They were lethal and efficient within their limitations; but those limitations made railguns primarily defensive tools, the shield of the battleships slashing at one another with the sword of their big guns.
There was another enclosed companionway leading up the exterior of the shelter deck superstructure to the bridge whose wings flared out beyond the line of its supports. Sal opened the hatch, then paused.
"Those," he said pointing to the railguns, "would have to be ungodly lucky to hit us in the ass-slappers."
They can hit a plunging shell, Johnnie thought, so they could damn well hit a skimmer if they wanted to waste the ammunition.
"And those," Sal went on, indicating a turret holding twin guns of the dreadnought's secondary armament, "the five-point-two-fives, they couldn't hit us if they had angels riding on every shell. Sure you don't want to transfer to us and ride ass-slappers, Johnnie? Safest job in the fleet, I tell you!"
"Aw, my uncle's a big-ship man," Johnnie lied with a grin as the two of them began echoing up the slotted treads of the companionway.
The skimmers weren't safe even when nobody was shooting at them. The bow wave of a friendly vessel—or the back of a surfacing fish—could either of them flip one of the little pumpkinseeds in the air like a thumbed coin. If that happened and the ass-slapper's own speed didn't kill the crew, the life teeming in the sea would finish the job in minutes if not seconds.
No, skimmers were romantic—and now that Johnnie had seen a dreadnought close up, he realized that the big ships surely were not. But battles were decided by the smashing authority of the dreadnoughts' main guns. Everything else, necessary though it might be to a successful outcome, was secondary to big-gun salvoes.

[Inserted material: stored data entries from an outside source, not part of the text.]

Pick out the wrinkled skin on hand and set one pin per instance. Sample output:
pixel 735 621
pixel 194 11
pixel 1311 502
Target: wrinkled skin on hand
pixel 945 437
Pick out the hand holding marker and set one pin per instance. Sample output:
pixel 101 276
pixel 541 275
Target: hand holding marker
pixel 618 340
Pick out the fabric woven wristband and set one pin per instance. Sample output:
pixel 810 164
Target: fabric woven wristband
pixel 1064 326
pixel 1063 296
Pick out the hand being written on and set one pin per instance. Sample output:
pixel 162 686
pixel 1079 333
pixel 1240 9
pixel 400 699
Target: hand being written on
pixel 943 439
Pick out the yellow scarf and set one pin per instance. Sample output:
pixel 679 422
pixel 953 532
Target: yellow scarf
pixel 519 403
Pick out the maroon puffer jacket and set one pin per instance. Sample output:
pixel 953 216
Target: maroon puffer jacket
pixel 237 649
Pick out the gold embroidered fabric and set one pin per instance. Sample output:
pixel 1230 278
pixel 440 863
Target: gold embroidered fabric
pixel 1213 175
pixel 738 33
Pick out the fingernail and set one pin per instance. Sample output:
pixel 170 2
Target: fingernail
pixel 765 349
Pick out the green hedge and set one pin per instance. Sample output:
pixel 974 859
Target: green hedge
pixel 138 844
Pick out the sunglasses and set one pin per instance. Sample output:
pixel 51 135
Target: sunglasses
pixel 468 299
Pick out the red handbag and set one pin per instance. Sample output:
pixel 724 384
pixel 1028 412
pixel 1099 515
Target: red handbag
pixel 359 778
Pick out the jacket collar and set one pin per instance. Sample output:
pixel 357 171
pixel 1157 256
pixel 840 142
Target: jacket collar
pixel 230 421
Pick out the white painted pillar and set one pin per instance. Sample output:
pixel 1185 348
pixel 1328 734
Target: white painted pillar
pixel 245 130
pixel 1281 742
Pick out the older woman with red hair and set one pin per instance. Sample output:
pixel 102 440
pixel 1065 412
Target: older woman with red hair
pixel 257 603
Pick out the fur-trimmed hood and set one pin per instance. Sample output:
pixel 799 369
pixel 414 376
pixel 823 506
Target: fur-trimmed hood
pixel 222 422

Everything but perhaps strategy was secondary to the big guns. Uncle Dan hadn't risen to his present position simply because he knew how to press a firing switch.
Johnnie had thought he was in good shape . . . and he was, for the purposes for which he'd trained. He hadn't been running up and down staircases on the planet's surface, though. His legs were so rubbery that he used his grip on the handrail to boost him up the last few steps to the hatch marked: "Bridge/Access Controlled."
"It's closed," Sal explained as he touched the switch, "because they've got the air-conditioning on inside. Scratch a big-ship man," he added, smiling to take the sting out of the words, "and you find a pussy."
A puff of cool air spilled down the companionway as the immensely thick hatch cycled open. It revived Johnnie like a bucket of cold water. He wasn't sure that the constant change from Venus-ambient to artificially-comfortable wasn't a lot less healthy than acclimating to the natural temperature—
But for now it sure felt good.
There were six men already present on the bridge. One of them was the senior lieutenant acting as Officer of the Day. The armored shutters were raised so that Johnnie could look out at the harbor area through glazed slits; but it seemed to him that the banks of displays, both flat-screen and holographic, gave a better view.
The OOD was talking to a control console. He looked up and frowned as the ensigns entered the bridge. "Roger," he said as his right hand threw switches. "Roger. Out."
"Just showing a visitor the Holy Trinity, sir," Sal said cheerfully, before the lieutenant could ask.
"Well, keep out of the way, will you?" the senior officer said sourly. "Base wants us to help with the yard work."
"Turret Eye-Eye live, sir," said a technician at another console.
"Bring it to seventeen degrees until they give us final corrections," the OOD instructed. "They'll pipe them in, they say. And load with incendiaries."
"That's the forward starboard five-point-two-five turret," Sal explained, though Johnnie had already figured out the reference. "There's four secondary turrets on either side amidships."
"Want me to ready Beta Battery, sir?" called a junior lieutenant from the far wing of the bridge.
"No, I do not want you to light the main drives, Janos," the OOD snapped. "Besides, for what they want, the secondaries'll do a better job than the railguns would."
There was a horrible squeal of dragging metal, through the fabric of the ship as well as the air. The turret's superconducting gimbals had not come up to full power before the mechanism started to turn.
"That ought to be repaired!" the OOD said.
"It has been, sir," replied the man at the gunnery board. "That mount, it always does that. I think it's the power connections to—"
"Mark!" said the OOD.
A pattern of lines overlay a map display on the active gunnery screen. They shifted suddenly without any action by the tech at the console. The ship vibrated as gears drove Turret II a few seconds of fine adjustment.